Now your friend flips a coin, catches it, puts it on her palm and covers it with her hand before you can see what the outcome was. Now she asks you, "what's the chance this coin is heads?"

What do you say?

No, really, what would you say? What are the chances?

I could just wait for people to comment, but that would be boring because who would bother? I just gave the answer, right?

WRONG!

The chance that the coin that has already been flipped is heads is either 1 or 0. It cannot be 0.5, because it is either heads, or it is not.

How is this different from asking before you flip the coin? It's either heads or it's not then, too, isn't it?

No, because then it hasn't happened yet. At that time, it could still be either one. You don't know, and the coin doesn't know, either. After you flip the coin, though, even though you don't know, the flip is already determined. It has happened. So the probability is either 1 or 0, and nothing in between.

Interesting, is it not?

I argue that this same reasoning is applicable to Newcomb's paradox. Some people disagree with me, but then again I bet many people would disagree with the argument above. That is why we have such controversies as the Monty Hall problem.

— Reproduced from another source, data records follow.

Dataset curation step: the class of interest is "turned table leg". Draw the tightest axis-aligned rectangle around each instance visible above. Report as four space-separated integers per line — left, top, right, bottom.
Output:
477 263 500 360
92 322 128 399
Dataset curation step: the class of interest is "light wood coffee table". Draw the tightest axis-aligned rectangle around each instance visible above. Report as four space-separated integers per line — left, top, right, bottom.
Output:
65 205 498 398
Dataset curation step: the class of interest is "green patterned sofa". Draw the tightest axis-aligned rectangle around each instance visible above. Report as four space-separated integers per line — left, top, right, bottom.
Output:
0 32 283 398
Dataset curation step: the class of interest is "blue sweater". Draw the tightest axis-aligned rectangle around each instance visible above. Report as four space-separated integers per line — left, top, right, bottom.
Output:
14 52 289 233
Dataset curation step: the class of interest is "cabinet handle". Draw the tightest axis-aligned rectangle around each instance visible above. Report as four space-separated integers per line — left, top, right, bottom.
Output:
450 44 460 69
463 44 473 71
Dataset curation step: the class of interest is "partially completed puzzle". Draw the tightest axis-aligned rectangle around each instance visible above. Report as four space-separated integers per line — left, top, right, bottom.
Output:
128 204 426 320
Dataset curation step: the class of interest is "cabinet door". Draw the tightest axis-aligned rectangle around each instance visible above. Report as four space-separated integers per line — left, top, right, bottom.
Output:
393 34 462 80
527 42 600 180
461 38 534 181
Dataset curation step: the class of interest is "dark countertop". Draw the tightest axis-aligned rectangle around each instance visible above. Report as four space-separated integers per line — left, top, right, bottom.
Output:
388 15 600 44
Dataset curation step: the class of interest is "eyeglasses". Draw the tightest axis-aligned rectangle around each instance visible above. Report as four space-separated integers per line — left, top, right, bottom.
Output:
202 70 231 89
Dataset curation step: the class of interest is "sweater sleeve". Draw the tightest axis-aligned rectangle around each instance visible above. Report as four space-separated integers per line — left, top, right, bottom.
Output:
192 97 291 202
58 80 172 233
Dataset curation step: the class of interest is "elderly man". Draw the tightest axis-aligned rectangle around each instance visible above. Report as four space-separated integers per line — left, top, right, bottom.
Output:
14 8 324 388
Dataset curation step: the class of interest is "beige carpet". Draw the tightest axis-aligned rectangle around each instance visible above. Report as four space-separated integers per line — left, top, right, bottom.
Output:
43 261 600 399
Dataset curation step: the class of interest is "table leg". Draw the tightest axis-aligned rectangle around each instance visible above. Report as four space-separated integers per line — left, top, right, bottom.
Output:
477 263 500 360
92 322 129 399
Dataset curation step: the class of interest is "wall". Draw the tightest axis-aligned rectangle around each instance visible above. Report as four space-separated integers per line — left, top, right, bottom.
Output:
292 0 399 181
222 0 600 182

Other than the obvious perk of having all of my classes and professors in the same building, this is one of the best parts of being a math and psychology double major, because all these problems that are so hard in psychology are so simple if you blind yourself to everything but the math.

2 comments:

Alexander Woo said...

You're touching on an area of analytic philosophy that legions of philosophers are working on. (Well, probably a couple dozen, but given the number of philosophers, that qualifies as "legions".)

The basic question is "What does the statement 'X has a p% chance of happening' mean?"

Does it say something about the results of an implied experiment? (such as flipping a coin?) - this would be an OBJECTIVE interpretation of probabilistic statements.

But the problem with that is that we use probabilistic statements in many situations when experiments are impossible or even nonsensical.

Perhaps instead a probabilistic statement says something about the speaker's confidence in the statement? - this would be a SUBJECTIVE interpretation of probabilistic statements.

There are of course problems with this way of thinking also, since the probability of a coin turning up heads doesn't depend on what I think!

Really interested? This comment comes pretty close to exhausting what I know about this subject. Talk to Prof. Gerrard, who isn't an expert on this either, but i'm sure knows more than me.

Diana said...

Thank you for your carefully considered comment. I really appreciate it. I didn't realize that so many philosophers were working on this.

One thing I didn't mention is that the key thing here is that the original 50% -- "if I flip this coin, what are the probability it will be heads?" -- is based on long-run probability.

So you're right, the basic question of what the statement means is an important one. Usually, it means the long-run probability: If I flipped this coin many times, what is the fraction of the time it would come up heads? The long-run probability has no applicability, though, to something that has already occurred.

Philosophers may be working on the theoretical aspects, but I think mathematicians are done with it. Of course, this isn't really a question of mathematics, but of statistics. It has to do with whether you believe in Bayesian probability, which is a frequentist framework, or not.

If I run into Professor Gerrard, I might just ask him about this. Thanks for the reference.